Marketing Music In The Digital Age:
Here's a transcript of excerpts from an interesting chat
session between myself and Ian Morris discussing the ramifications and
opportunities presented by digital distribution, peer group sharing, and the
ease of dissemination of digital copies.
Whilst this conversation also refers to the Gavland website
please note that Gavland does not distribute copies of the songs we playlist.
Our program is streamed in real time in the same way as a traditional radio
broadcast and is comparable audio quality to FM radio. We are occasionally
approached by listeners to sell MP3s of songs on the playlist but we are not
authorised to do this and do not provide this service. The only music we sell
is that listed in our sales section.
Gavin Burgess:
I just had the first EVER (in 7 years of operation) request from an artist to remove their song from the Gavland Radio playlist (on the grounds that they hadn't given specific permission for its use). Who was this artist? you may well ask... just rest
assured its no-one you're likely to have heard of!
Ian G. Morris:
The complainers are still concentrating on selling lumps of plastic at record shops that no-one visits any more.
Gavin Burgess:
Hey, I buy plastic - and vinyl when I can get it. I like looking at the pretty pictures and having a physical representation of the product - and I always reckon if the modern world disintegrated I could still build a mechanical device to play my vinyl and could still read my good old paper books - so I think the idea that everything should be digital only is a myth.
I could have stated the above more succinctly as follows: I've never received an MP3 with a larger than life-size photo of a hot chick's lovely face on it's front cover!
Ian G. Morris:
Indeed, there's nothing like the physical thing, but to deny the virtual if you're trying to sell yourself is bad business.
Gavin Burgess:
I figure anything you put out there is going to be copied and distributed amongst peer groups etc so you have to consider a certain percentage of product to be given away - call it promotion though cos it is. My theory is that, for physical sales, packaging is becoming critical.

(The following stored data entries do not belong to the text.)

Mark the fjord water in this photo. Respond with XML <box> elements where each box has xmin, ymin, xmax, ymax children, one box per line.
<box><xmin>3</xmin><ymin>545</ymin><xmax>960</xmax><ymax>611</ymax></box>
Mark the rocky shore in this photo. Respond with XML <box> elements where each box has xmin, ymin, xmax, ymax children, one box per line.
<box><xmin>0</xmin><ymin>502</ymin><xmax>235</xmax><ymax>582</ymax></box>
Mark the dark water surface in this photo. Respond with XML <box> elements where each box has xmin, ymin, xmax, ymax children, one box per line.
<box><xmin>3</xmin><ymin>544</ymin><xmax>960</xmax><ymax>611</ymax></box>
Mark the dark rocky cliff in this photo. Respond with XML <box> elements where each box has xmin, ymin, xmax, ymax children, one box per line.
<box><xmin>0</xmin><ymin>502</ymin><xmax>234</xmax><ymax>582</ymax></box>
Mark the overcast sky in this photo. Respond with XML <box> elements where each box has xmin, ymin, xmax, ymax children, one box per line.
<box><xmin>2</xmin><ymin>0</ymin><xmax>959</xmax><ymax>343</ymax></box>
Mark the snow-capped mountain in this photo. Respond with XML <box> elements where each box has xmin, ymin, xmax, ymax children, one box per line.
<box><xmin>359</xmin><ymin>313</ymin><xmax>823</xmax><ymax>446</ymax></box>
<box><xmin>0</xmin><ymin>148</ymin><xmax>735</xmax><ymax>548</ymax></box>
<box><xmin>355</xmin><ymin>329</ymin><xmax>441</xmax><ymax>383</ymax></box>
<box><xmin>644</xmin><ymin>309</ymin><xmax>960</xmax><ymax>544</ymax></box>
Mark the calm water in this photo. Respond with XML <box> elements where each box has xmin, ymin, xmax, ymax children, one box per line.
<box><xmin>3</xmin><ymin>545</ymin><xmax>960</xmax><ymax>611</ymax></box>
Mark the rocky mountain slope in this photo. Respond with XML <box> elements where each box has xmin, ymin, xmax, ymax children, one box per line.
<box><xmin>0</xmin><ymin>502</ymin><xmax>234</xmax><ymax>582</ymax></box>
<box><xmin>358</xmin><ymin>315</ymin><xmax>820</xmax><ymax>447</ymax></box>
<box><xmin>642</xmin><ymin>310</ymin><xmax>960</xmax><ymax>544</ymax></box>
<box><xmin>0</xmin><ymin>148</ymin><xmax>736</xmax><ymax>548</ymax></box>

The CD era was a lazy one in this respect. In the Vinyl era packaging was considered much more important (e.g. Tull’s Thick As A Brick, Stones’ Sticky Fingers, Who’s Live At Leads, Floyd’s Ummagumma, pretty much any Yes LP….) Superturtle’s last album was a good example of the way forward… A gatefold 45rpm vinyl plus the album in MP3 format, various info and videos all on a CD.
Ian G. Morris:
Gavin I agree 100%. Promotion is king. Attention is the new currency. Of the thousands upon thousands of NZ artists who have released CDs and vinyl over the "Rock n Roll" period - say from the mid-1950s - perhaps a dozen have made any money from them. The Finns, Bic, Carl Doy have probably seen a return that's above the minimum wage. I doubt even Dave D has actually made money on his record sales.
To deny potential fans free access to your music in the hope that you can sell it to them on a plain old lump of plastic is folly in the extreme.
Yes, special editions, value-added editions are great, but for Jimmy and Jane Smith in Form 5 of Taradale High School, if you give them a song they really like, within a week you'll have 100 kids really liking it. Form a gang. Form a club. Get as many people digging you as possible. When you visit their town you have a ready-made fan audience. You'll have to add a second show! You'll have to print more t-shirts! And hey! - now Coca Cola has heard your song and wants it! This is where the new revenue is going to come from.
I hope to have a new album out soon and damn right I’m going to give it away in some form on the interwebs!
The argument that, by allowing people to listen for free, the artist is "losing money" mistakenly implies that the artist had the money in the first place, and now those naughty downloaders are making him/her lose it. Just because 100 people downloaded your track for free it doesn't mean you lost 100 CD sales.
Gavin Burgess:
I agree. I've been on the Amplifier mailing list for several years from which I get regular free downloads - and I also receive Kiwi Hit Discs - and get sent CDs by all sorts of bands and musos. Very few of these would have been things I would have been likely to have bought - or even heard about otherwise. But I get to help promote these artists. To me it’s a win win thing. I love receiving this stuff. I get to help promote a band – and as an NZ music enthusiast it all becomes part of my vast archive which hopefully means its all preserved for posterity.